Revelation points to “the foundation of the world”: Notice carefully: “All that dwell upon the earth shall worship him [the beast], whose names are not written in the book of life of the Lamb slain from the foundation of the world.” Revelation 13:8. At the “foundation of the world,” the Son of God made planet Earth in six days, and rested on the seventh day. See John 1:10; Exodus 20:11. When Adam and Eve sinned by yielding to the serpent’s lies (Genesis 3:1-6), immediately the Son of God volunteered to become the Savoir of fallen humanity. Thousands of years later, He appeared on earth as a Man to “seek and to save that which was lost” (Luke 19:10), that is, to eventually restore us to our original condition before the fall. If Adam and Eve had never sinned, they would have been happy, Seventh day Sabbath keeping followers of their Creator throughout all eternity. Jesus died to bring us back to the Garden, to our original state. This is the purpose of the entire plan of salvation. By reading Genesis 1 and 2, by going back to the “foundation of the world,” we learn the truth.
The “little horn” seeks to “change times and laws” (Daniel 7:25): By carefully comparing Daniel 7 with Revelation 13, we learn that “the beast” of Revelation is also called a “little horn” by Daniel the prophet. One of the key characteristics of the “little horn” is: “he shall think to change times and laws.” Daniel 7:25. When we look at the Ten Commandments, we discover that there is only one Commandment about “time,” – the Sabbath Commandment. All Protestant Reformers of the 16th century identified the Roman Catholic Church as the “little horn” and “the beast.” Significantly, the Roman Church boasts that it changed the Sabbath into Sunday, which fits the prophecy of Daniel 7:25 exactly. Three times in Daniel chapter 7, God is spoken of as “the Ancient of days.” Daniel 7:9, 13, 22. This unique phrase, “the Ancient of days,” is found nowhere else in the entire Bible, and points back to the original Creation Week when God Almighty first made the world in “six days” and rested on the “seventh day.” Genesis 1; 2:1-3. The “little horn,” with its “mouth speaking great things” (Daniel 7:8) attacked what God set up at “the foundation of the world.”

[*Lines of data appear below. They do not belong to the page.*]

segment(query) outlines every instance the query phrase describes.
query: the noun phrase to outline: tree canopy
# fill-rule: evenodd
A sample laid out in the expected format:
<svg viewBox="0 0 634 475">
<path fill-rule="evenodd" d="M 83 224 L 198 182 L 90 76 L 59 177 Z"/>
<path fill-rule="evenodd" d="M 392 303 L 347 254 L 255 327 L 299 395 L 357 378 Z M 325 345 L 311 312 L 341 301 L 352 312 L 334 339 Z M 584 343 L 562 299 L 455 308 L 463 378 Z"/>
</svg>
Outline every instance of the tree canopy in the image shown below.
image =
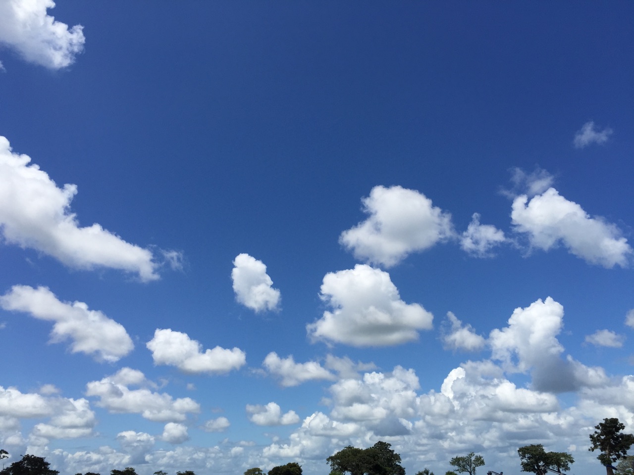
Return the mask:
<svg viewBox="0 0 634 475">
<path fill-rule="evenodd" d="M 27 453 L 0 471 L 0 475 L 57 475 L 60 472 L 49 469 L 50 465 L 44 457 Z"/>
<path fill-rule="evenodd" d="M 540 474 L 544 467 L 561 471 L 570 470 L 570 464 L 574 463 L 574 459 L 566 452 L 547 452 L 541 444 L 525 445 L 517 449 L 517 453 L 522 462 L 522 472 Z"/>
<path fill-rule="evenodd" d="M 466 472 L 469 475 L 476 475 L 476 468 L 484 465 L 484 459 L 482 455 L 476 455 L 474 452 L 470 452 L 464 457 L 453 457 L 449 464 L 455 467 L 460 473 Z"/>
<path fill-rule="evenodd" d="M 349 445 L 326 460 L 332 471 L 351 475 L 405 475 L 401 456 L 391 446 L 382 441 L 368 448 Z"/>
<path fill-rule="evenodd" d="M 592 445 L 588 450 L 600 450 L 601 453 L 597 456 L 599 462 L 605 466 L 607 475 L 612 475 L 612 464 L 624 458 L 628 449 L 634 444 L 634 435 L 624 434 L 621 432 L 625 425 L 619 422 L 616 417 L 606 417 L 602 422 L 595 426 L 595 430 L 590 434 Z"/>
</svg>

The prophecies of Daniel and Revelation reveal that that Jesus Christ is seeking to undo this damage and to lead His people back, step by step, first to the cross, and then to the keeping of all of “the Commandments of God” (Revelation 14:12), including the fourth, which points to the true Creator of heaven and earth. Jesus Christ is our Creator, and our “Lamb,” who died because we have broken the Ten Commandments.